Added by renumbering Section 10961 by Stats. 2014, Ch. 442, Sec. 8. (SB 1465) Effective September 18, 2014. Conditionally inoperative, on date prescribed by its own provisions. Repealed, by its own provisions, on second January 1 after inoperative date.

(a)For purposes of this chapter, a bridge plan product shall mean an individual health benefit plan that is offered by a health insurer licensed under this part that contracts with the Exchange pursuant to Title 22 (commencing with Section 100500) of the Government Code.
(b)On and after September 30, 2013, if a health insurance policy has not been filed with the commissioner, a health insurer that contracts with the Exchange to offer a qualified bridge plan product pursuant to Section 100504.5 of the Government Code shall file the policy form with the commissioner pursuant to Section 10290.
(c)(1) Notwithstanding subdivision (a) of Section 10965.3, a health insurer selling a bridge plan product shall not be required to fairly and affirmatively offer, market, and sell the health insurer’s bridge plan product except to individuals eligible for the bridge plan product pursuant to the State Department of Health Care Services and the Medi-Cal managed care plan’s contract entered into pursuant to Section 14005.70 of the Welfare and Institutions Code, provided the health care service plan meets the requirements of subdivision (b) of Section 14005.70 of the Welfare and Institutions Code.
(2)Notwithstanding subdivision (c) of Section 10965.3, a health insurer selling a bridge plan product shall provide an initial open enrollment period of six months, and an annual enrollment period and a special enrollment period consistent

with the annual enrollment and special enrollment periods of the Exchange.

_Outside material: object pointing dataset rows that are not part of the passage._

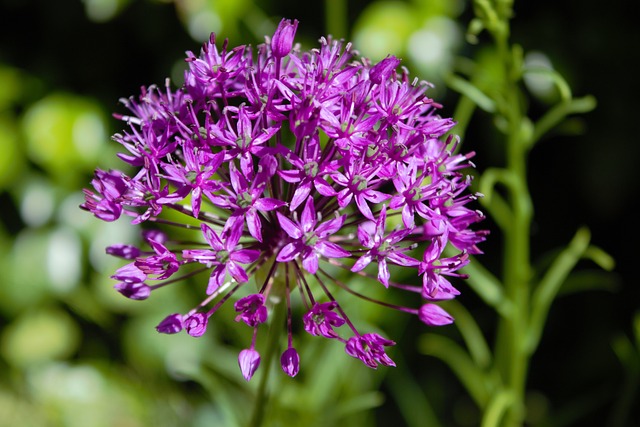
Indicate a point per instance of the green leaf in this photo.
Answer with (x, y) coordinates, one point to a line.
(474, 379)
(472, 92)
(550, 283)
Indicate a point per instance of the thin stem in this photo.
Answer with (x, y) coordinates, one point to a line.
(257, 417)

(d)A health insurer that contracts with the Exchange to offer a qualified bridge plan product pursuant to Section 100504.5 of the Government Code shall maintain a medical loss ratio of 85 percent for the bridge plan product. A health insurer shall utilize, to the extent possible, the same methodology for calculating the medical loss ratio for the bridge plan product that is used for calculating the health insurer’s medical loss ratio pursuant to Section 10112.25 and shall report its medical loss ratio for the bridge plan product to the department as provided in Section 10112.25.
(e)This section shall become inoperative on the October 1 that is five years after the date that federal approval of the bridge plan option

occurs, and, as of the second January 1 thereafter, is

repealed, unless a later enacted statute that is enacted before that date deletes or extends the dates on which it becomes inoperative and is repealed.